È notizia di questi giorni che i magistrati della Procura della Repubblica, partiti da un esposto presentato nel 2017 dal presidente del Comitato Torino Respira, Roberto Mezzalama, hanno ipotizzato il reato di inquinamento ambientale (art. 452 bis c.p.) a carico degli amministratori pubblici regionali e comunali che si sono succeduti dal 2015 al 2019 (Chiamparino, Fassino e Appendino. A questo proposito vale la pena di leggere con attenzione i seguenti due articoli e la breve nota autobiografica seguente. Quando da assessore all’Ambiente del comune di Torino chiesi al PM Parodi di aprire possibilmente una procedura “contro” di me.

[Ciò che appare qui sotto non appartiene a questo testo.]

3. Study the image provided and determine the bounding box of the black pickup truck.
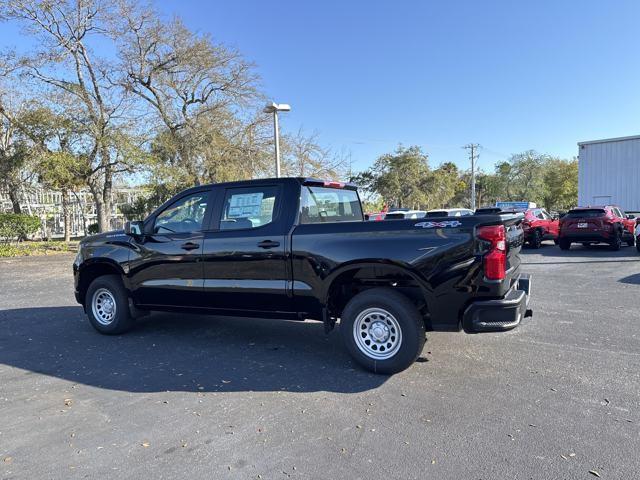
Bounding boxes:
[73,178,530,373]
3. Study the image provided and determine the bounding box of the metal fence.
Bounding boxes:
[0,187,144,238]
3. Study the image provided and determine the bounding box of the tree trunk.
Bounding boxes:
[8,188,22,214]
[62,190,71,242]
[99,173,113,232]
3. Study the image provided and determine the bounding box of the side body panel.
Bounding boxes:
[291,215,524,330]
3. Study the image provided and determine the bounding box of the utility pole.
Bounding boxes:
[462,143,480,210]
[262,102,291,178]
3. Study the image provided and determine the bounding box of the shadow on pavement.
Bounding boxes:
[0,306,388,393]
[521,244,640,265]
[619,273,640,285]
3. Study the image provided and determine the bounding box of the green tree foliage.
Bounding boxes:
[0,213,40,243]
[544,158,578,210]
[352,147,578,210]
[354,146,430,208]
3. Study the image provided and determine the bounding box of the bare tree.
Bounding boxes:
[0,0,130,231]
[113,0,257,184]
[282,128,350,178]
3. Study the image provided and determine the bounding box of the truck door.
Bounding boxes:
[129,190,210,307]
[203,183,296,314]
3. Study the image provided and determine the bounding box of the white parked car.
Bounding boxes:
[384,210,427,220]
[426,208,473,217]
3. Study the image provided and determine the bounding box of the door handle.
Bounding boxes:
[258,240,280,248]
[180,242,200,251]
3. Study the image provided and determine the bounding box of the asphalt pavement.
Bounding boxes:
[0,244,640,479]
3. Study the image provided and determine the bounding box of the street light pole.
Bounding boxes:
[462,143,480,210]
[263,102,291,178]
[273,110,280,178]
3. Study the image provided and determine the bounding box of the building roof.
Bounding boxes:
[578,135,640,146]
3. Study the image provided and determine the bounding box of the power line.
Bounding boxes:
[462,143,481,210]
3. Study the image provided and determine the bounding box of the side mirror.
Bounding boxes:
[124,221,144,236]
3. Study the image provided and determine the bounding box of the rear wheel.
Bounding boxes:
[530,230,542,248]
[609,231,622,252]
[340,288,425,374]
[558,238,571,250]
[85,275,134,335]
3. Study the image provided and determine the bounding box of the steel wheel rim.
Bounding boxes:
[353,307,402,360]
[91,288,116,326]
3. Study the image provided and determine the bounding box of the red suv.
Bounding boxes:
[522,208,558,248]
[558,205,635,250]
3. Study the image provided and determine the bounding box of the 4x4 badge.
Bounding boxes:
[414,220,462,228]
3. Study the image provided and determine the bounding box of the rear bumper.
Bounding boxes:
[462,274,531,333]
[560,232,611,243]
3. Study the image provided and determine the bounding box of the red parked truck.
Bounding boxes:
[558,205,635,250]
[522,208,559,248]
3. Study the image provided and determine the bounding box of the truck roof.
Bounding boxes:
[184,177,358,192]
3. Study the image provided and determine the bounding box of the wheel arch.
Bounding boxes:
[323,260,432,326]
[78,259,126,307]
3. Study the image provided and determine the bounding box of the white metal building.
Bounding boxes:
[578,135,640,212]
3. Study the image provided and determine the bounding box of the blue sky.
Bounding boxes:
[162,0,640,170]
[0,0,640,171]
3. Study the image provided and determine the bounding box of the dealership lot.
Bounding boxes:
[0,245,640,479]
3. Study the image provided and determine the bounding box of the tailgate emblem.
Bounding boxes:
[414,220,462,228]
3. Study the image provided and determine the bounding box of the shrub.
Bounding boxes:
[0,213,40,242]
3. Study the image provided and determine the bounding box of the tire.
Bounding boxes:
[85,275,134,335]
[609,231,622,252]
[529,230,542,249]
[340,288,425,374]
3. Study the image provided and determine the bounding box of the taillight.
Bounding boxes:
[477,225,507,280]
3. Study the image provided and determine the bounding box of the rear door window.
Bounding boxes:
[300,185,364,223]
[220,186,278,230]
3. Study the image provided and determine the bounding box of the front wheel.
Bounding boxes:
[85,275,133,335]
[340,288,425,374]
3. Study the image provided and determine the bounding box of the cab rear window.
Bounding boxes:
[300,186,364,223]
[566,208,605,218]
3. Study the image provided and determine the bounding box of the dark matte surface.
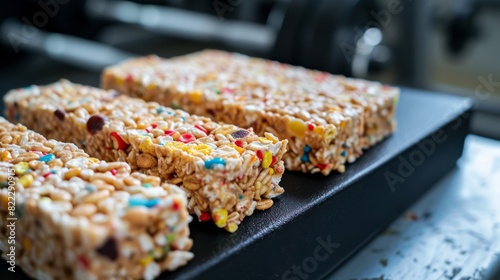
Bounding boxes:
[0,89,471,280]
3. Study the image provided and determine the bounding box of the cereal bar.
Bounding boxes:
[0,118,193,280]
[4,80,287,232]
[102,50,399,175]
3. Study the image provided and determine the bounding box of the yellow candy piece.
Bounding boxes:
[23,238,31,251]
[2,195,9,208]
[139,137,153,152]
[229,144,245,155]
[288,119,307,137]
[313,126,325,135]
[262,151,273,169]
[323,127,337,143]
[0,151,12,161]
[191,90,203,103]
[116,77,125,85]
[212,209,227,228]
[226,223,238,233]
[19,174,35,188]
[137,123,148,129]
[139,255,153,266]
[14,162,30,175]
[191,142,212,155]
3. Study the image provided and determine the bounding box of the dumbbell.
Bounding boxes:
[3,0,390,76]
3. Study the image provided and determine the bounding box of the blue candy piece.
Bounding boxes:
[300,153,309,162]
[304,144,312,153]
[39,154,56,163]
[85,185,96,192]
[156,107,165,114]
[205,158,226,169]
[128,197,161,208]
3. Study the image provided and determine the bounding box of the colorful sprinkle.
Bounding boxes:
[234,139,243,148]
[38,154,56,163]
[205,158,226,169]
[156,107,165,114]
[212,209,227,228]
[177,133,196,144]
[19,174,35,188]
[109,131,129,150]
[139,255,153,266]
[96,238,118,261]
[288,119,307,137]
[165,129,177,136]
[255,150,264,160]
[226,223,238,233]
[194,124,208,135]
[231,129,250,139]
[198,212,211,222]
[78,256,90,269]
[304,144,312,153]
[14,162,30,175]
[54,109,66,121]
[262,151,273,169]
[172,200,181,211]
[300,153,309,163]
[128,196,161,208]
[85,185,97,192]
[87,115,106,135]
[191,90,203,103]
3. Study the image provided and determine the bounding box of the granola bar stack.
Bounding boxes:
[102,50,399,175]
[4,80,287,232]
[0,118,193,279]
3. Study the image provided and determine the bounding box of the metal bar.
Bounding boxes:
[86,0,276,52]
[0,19,134,71]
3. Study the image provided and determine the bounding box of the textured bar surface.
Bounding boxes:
[0,118,193,279]
[4,80,287,232]
[102,50,399,175]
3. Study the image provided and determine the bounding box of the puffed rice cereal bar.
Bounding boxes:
[4,80,287,232]
[102,50,399,175]
[0,118,193,280]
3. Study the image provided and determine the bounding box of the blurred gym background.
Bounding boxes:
[0,0,500,139]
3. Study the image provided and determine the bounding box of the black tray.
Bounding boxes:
[0,89,472,280]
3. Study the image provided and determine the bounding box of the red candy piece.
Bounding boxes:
[316,163,328,170]
[234,140,243,148]
[165,129,176,136]
[271,156,277,166]
[256,150,264,160]
[125,74,134,83]
[87,115,106,135]
[109,131,129,150]
[194,124,208,135]
[172,201,180,211]
[78,256,90,269]
[177,133,196,144]
[221,88,234,94]
[199,212,212,222]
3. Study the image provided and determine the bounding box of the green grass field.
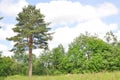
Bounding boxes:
[0,72,120,80]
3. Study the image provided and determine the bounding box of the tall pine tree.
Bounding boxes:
[7,5,52,77]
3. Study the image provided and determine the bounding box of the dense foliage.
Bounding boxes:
[0,32,120,76]
[7,5,52,77]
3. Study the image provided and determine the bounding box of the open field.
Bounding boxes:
[1,72,120,80]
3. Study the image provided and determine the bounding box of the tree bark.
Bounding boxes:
[28,36,33,79]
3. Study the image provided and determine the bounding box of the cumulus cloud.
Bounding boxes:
[0,23,15,40]
[36,0,118,24]
[0,0,28,16]
[36,0,119,49]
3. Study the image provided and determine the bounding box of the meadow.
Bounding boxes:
[1,72,120,80]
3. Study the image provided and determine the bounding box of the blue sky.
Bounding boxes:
[0,0,120,55]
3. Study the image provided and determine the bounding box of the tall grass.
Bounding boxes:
[4,72,120,80]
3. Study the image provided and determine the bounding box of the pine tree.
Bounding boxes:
[7,5,52,78]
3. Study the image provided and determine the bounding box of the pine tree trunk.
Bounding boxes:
[29,36,33,79]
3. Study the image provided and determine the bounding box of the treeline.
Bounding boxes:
[0,32,120,76]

Il primo articolo è firmato nientepopodimeno che da Marco Travaglio, allora cronista torinese di Repubblica, e fu pubblicato il 21 settembre 2001.
La procura chiude l’inchiesta sull’inquinamento a Torino, ne chiede l’ archiviazione ma avanza un’ipotesi drammatica
“Ogni anno 500 vittime Così lo smog uccide”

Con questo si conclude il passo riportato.